Qual espetáculo você está
vivendo?
* Por
Vera Dantas
Depois de tantos anos contando
meus sonhos em terapia e ouvindo de um sem-número de pessoas as
incríveis histórias que vivem no sono profundo, ainda me encanta o
fato de os sonhos nos fascinarem tanto. Nos registros dos meus
próprios sonhos, tem de tudo um pouco: já “apareci” cheia de
piercings em uma festa; já empacotei eu mesma meu próprio corpo;
perdi a conta de quantas vezes corri nua pela rua e quantos amores
remotos deram as caras (e, às vezes, também as cartas!) nos meus
sonhos.
Dos que confiaram a mim suas
viagens oníricas ouvi também relatos de extraordinária
criatividade! Assim, acordadinhos, conseguimos imaginar um navio que
anda na rua? Ou que planamos sobre os prédios, sem asas e sem
qualquer direção? Dirigir um carro no mais absoluto escuro,
respirar no fundo do mar, estar grávida ou menstruar quando a
natureza já encerrou esse ciclo para a sonhadora... A lista é
interminável e cada episódio oferece material suficiente para um
roteiro de filme feliniano!
Por serem assim fantásticas,
intensas, ousadas e impossíveis é que essas imagens ou cenas
oníricas nos arrebatam. Para o ego, limitado e racional, isso é
coisa de louco e, se assim é, para que levar isso em conta? A
tendência de grande parte das pessoas é descartar esses enredos
bizarros, desprezando um material revelador de nós mesmos e
orientador para a vida acordada. Sequer paramos para refletir como a
vida se torna interessante sob a perspectiva do sonho! Sequer nos
permitimos um certo desvario para fazer a pergunta (quase proibida)

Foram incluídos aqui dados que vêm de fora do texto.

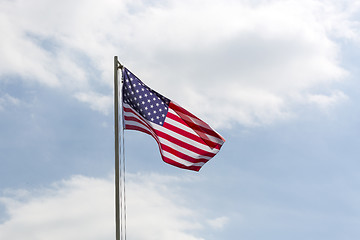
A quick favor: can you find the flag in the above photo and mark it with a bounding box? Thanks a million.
[122,67,225,171]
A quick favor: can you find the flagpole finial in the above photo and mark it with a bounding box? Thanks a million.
[114,56,124,69]
[118,61,124,70]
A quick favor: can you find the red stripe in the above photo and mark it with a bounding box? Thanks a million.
[161,144,209,163]
[163,122,220,150]
[154,129,215,157]
[125,124,152,136]
[166,112,223,142]
[169,102,222,139]
[162,156,201,172]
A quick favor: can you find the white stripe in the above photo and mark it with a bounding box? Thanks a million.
[158,136,212,160]
[162,150,205,167]
[165,109,224,144]
[151,124,219,153]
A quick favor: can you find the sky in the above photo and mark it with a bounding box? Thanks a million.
[0,0,360,240]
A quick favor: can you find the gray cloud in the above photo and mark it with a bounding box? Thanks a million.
[0,0,360,127]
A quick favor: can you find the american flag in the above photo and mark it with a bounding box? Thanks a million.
[122,67,225,171]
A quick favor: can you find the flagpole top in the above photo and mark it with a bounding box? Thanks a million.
[114,56,124,70]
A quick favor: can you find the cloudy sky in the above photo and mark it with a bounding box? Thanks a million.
[0,0,360,240]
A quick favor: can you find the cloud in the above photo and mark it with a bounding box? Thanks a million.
[0,174,219,240]
[0,0,360,127]
[0,93,20,111]
[208,217,229,229]
[75,92,113,115]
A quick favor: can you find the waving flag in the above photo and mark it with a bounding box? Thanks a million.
[122,67,225,171]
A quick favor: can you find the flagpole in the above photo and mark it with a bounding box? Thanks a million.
[114,56,121,240]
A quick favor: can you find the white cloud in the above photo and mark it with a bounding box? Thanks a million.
[0,0,360,127]
[0,174,218,240]
[0,94,20,110]
[308,91,348,110]
[208,217,229,229]
[75,92,113,115]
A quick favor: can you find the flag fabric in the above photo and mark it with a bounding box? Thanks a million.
[122,67,225,171]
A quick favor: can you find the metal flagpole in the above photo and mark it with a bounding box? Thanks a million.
[114,56,126,240]
[114,56,120,240]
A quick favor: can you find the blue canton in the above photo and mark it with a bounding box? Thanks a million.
[122,68,170,126]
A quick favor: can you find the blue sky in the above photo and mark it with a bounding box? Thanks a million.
[0,0,360,240]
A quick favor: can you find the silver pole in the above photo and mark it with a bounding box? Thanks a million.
[114,56,121,240]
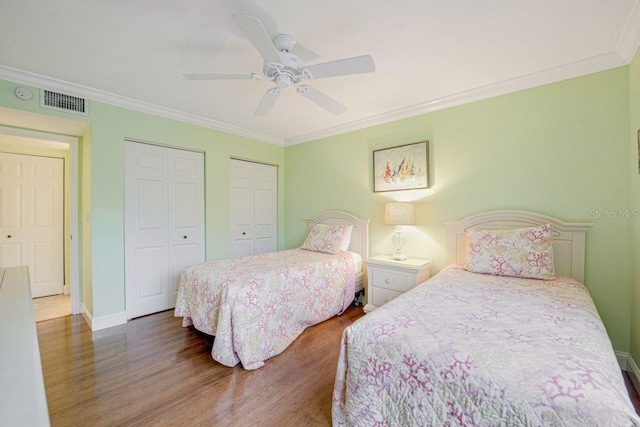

que não quer calar: e se eu corresse nua pela rua, o que
aconteceria? Se levo adiante a conversa comigo mesma, posso até
concluir que correr nua é mostrar-me como sou, é estar exposta, é
despir-me de certos valores (roupa, sapato, acessórios)... E seguir
caminhando por esses atalhos e becos das perguntas para, quem sabe,
desembocar em ruas mais largas da compreensão de mim mesma.
Gosto de John Sanford (Os
Sonhos e a Cura da Alma – Editora Paulinas, 1988), quando diz:
“... viver sob a
orientação dos sonhos é viver como alguém que esteja sob
constante instrução. Às vezes, os sonhos simbolizam muito
diretamente o que estamos dizendo. Sonhamos, às vezes, que estamos
indo a um teatro para ver um espetáculo; isto é, para ver nosso
próprio drama interior se desenrolar”.
Qual tem sido o seu
espetáculo? Ele merece aplauso, tem despertado riso, lágrima,
inquietação? Ou tem sido tão sem graça que você não o
recomendaria nem para o mais tolo dos passantes?
*
Jornalista e especialista em Psicologia Analítica Junguiana.